Time and internet policy
It seems like an important year for online policy. The FCC is making strides towards treating all online applications alike. The UN is getting into the internet governance (some people now call it “IG”) game. Every day brings news of one kind or another.
But on Friday I dropped in on the Harvard ILaw seminar very briefly, and during the 40 minutes I was there I heard two people talking about policy proposals they'd made over the last couple of years. I said to someone near me, “This seems a little old.” He said, sensibly, “That's just because you're bored with it.” And someone else said to me, a little later, “You're just in a time warp,” or words to that effect.
I feel a little like the older Schlegel sister, who has a dinner party of very trendy people who talk very quickly to one another about books and plays that they've all seen. They flit from subject to subject, darting towards the new thing, alighting with joy on each bright fresh subject like a literary pack of hounds. To this dinner party the eldest Schlegel invites Mrs. Wilcox from across the street. Mrs. Wilcox is older, wiser, and quiet - she doesn't say much, and leaves early. Mrs. Wilcox says something vague and soothing to Margaret Schlegel as she leaves, about how smart her friends are, but Margaret is cut to the quick. She feels terrible about how Mrs. Wilcox has been treated, and in the end comes to understand what Mrs. Wilcox's wisdom is made of (you have to read the book).

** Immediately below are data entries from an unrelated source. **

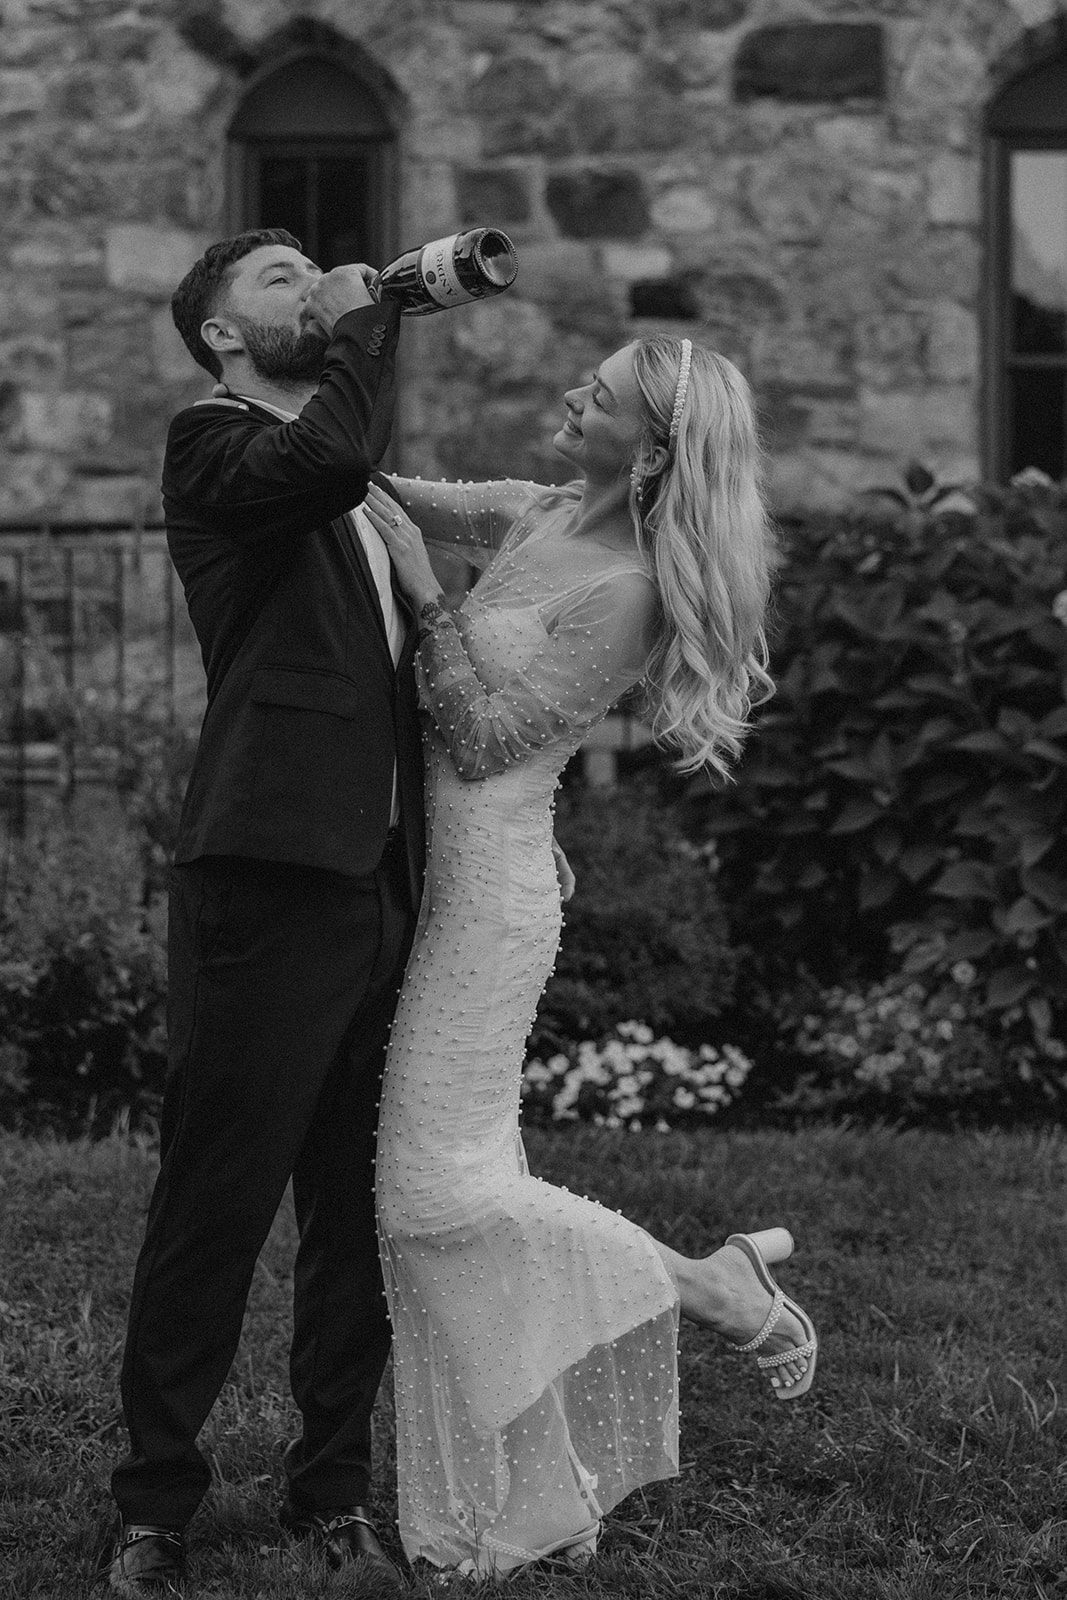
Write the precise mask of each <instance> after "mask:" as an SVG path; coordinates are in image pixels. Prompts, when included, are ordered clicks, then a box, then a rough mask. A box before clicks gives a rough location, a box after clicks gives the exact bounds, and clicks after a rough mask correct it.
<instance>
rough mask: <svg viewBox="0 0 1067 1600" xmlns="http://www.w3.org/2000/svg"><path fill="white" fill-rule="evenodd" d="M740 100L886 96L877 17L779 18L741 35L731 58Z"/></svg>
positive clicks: (839, 99)
mask: <svg viewBox="0 0 1067 1600" xmlns="http://www.w3.org/2000/svg"><path fill="white" fill-rule="evenodd" d="M734 94H736V98H737V99H739V101H749V99H757V98H758V96H763V94H769V96H773V98H774V99H781V101H848V99H883V98H885V43H883V30H881V26H880V24H878V22H777V24H771V26H768V27H757V29H753V30H752V32H750V34H747V35H745V37H744V40H742V42H741V48H739V50H737V56H736V59H734Z"/></svg>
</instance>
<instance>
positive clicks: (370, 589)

There's a risk of darting from thing to thing (”Oh, ICANN, that's so yesterday“) in this area. I'm as subject to it as anyone else. In fact, the nature of the medium we use (lots of news, infinitely interesting varieties of information) lends itself to fractured attention and a sense that events are rushing by.
Following my Schlegel-ist feeling of this weekend, I'm chagrined. I pledge to be more sensible this summer.
Only connect! That was the whole of her sermon. Only connect the prose and the passion and both will be exalted, and human love will be seen at its height. Live in fragments no longer.